Himmelpforten. Jennifer Rückert hatte bis 2023 nichts mit Landwirtschaft zu tun. Die Hessin ist gelernte Zahnarzthelferin, arbeitete dann zehn Jahre lang bei der Post. Wegen der Liebe kam sie vor zwei Jahren nach Brobergen, eine Trennung folgte. Die alleinerziehende 35-Jährige hat drei Kinder im Alter von drei, sieben und zehn Jahren.

„Ich suchte einen Job, den ich mit den Kindern vereinbaren konnte“, erzählt Jennifer Rückert. So kam sie zum Milchviehbetrieb von Andre Hudaff in Brobergen, mit 180 Milchkühen, Kälbern, Acker- und Weideland. Er beschäftigt fünf Aushilfen und mit Jennifer Rückert eine Festangestellte. Erst half sie beim Melken, von 4 bis 7 Uhr. Nachdem ihr jüngster Sohn in den Kindergarten kam, stockte die Hessin auf Vollzeit auf, arbeitet nun vor allem morgens bis mittags und an Wochenenden.
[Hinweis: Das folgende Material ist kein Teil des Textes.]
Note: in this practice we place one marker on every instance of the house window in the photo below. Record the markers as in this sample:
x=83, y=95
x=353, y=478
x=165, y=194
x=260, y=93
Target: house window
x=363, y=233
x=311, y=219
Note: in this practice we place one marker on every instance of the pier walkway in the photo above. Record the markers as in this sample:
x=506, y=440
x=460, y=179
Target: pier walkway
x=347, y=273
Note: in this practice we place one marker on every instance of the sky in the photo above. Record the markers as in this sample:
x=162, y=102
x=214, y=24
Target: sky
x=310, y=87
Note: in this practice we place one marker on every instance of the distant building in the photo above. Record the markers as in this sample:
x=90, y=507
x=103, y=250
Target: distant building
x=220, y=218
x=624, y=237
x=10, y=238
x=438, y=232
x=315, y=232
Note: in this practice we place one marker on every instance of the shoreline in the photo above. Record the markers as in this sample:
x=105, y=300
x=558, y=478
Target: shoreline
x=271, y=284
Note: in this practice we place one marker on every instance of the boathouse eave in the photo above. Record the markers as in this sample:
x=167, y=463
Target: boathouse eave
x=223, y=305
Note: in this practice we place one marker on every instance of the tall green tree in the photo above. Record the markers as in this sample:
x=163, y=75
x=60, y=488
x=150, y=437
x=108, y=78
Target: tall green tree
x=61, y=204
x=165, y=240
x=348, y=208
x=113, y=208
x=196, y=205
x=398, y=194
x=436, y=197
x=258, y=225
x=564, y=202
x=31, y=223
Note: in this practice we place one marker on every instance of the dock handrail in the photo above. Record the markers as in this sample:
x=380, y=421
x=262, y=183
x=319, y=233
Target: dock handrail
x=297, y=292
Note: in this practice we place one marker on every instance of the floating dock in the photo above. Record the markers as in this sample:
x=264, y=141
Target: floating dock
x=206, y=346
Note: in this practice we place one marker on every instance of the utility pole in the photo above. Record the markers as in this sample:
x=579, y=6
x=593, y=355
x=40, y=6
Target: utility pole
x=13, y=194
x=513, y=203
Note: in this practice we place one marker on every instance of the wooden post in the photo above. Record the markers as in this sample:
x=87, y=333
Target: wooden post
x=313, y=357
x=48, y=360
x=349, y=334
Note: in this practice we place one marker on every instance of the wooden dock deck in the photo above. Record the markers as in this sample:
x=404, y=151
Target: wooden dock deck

Hessin in Brobergen: „Ich will hier nicht mehr weg“

„Ich versorge Kälber und Kühe, behandele die Tiere, gebe auch Spritzen, melde sie an und ab. Es macht mir alles Spaß“, sagt Rückert. Ihre alten Freunde aus Hessen können ihre Vorliebe fürs Leben auf dem Land und die Arbeit im Stall nicht verstehen. Sie fragen mich ,Was machst Du hier?‘“, erzählt Rückert. Für sie ist das keine Frage mehr. „Ich will hier nicht mehr weg.“

„Das Ziel ist, dass Jenny später Herdenmanagerin wird“, sagt Andre Hudaff. Dafür soll sie aber erst noch Lehrgänge besuchen. Die Umstellung auf Melkroboter läuft gerade und soll die Arbeitszeiten verbessern.

Jennifer Rückert ist eine von mittlerweile vielen fachfremden Arbeitskräften in der Landwirtschaft. 750 Vollerwerbsbetriebe, davon knapp 450 Milchviehbetriebe, gibt es im Landkreis Stade. Die Mitarbeiterstrukturen haben sich grundlegend geändert.

Bis zur Jahrtausendwende seien es überwiegend reine Familienbetriebe gewesen, sagt Rolf Hahn, Leiter des Beratungsrings Oldendorf. „Mittlerweile haben unsere Familienbetriebe eine Größe erreicht, wo es ohne Mitarbeiter nicht mehr geht“, so Hahn. Die jungen Landwirte wollen ein anderes Leben führen als ihre Eltern. Sie wollen auch Freizeit, Urlaub und am gesellschaftlichen Leben der Freunde teilhaben.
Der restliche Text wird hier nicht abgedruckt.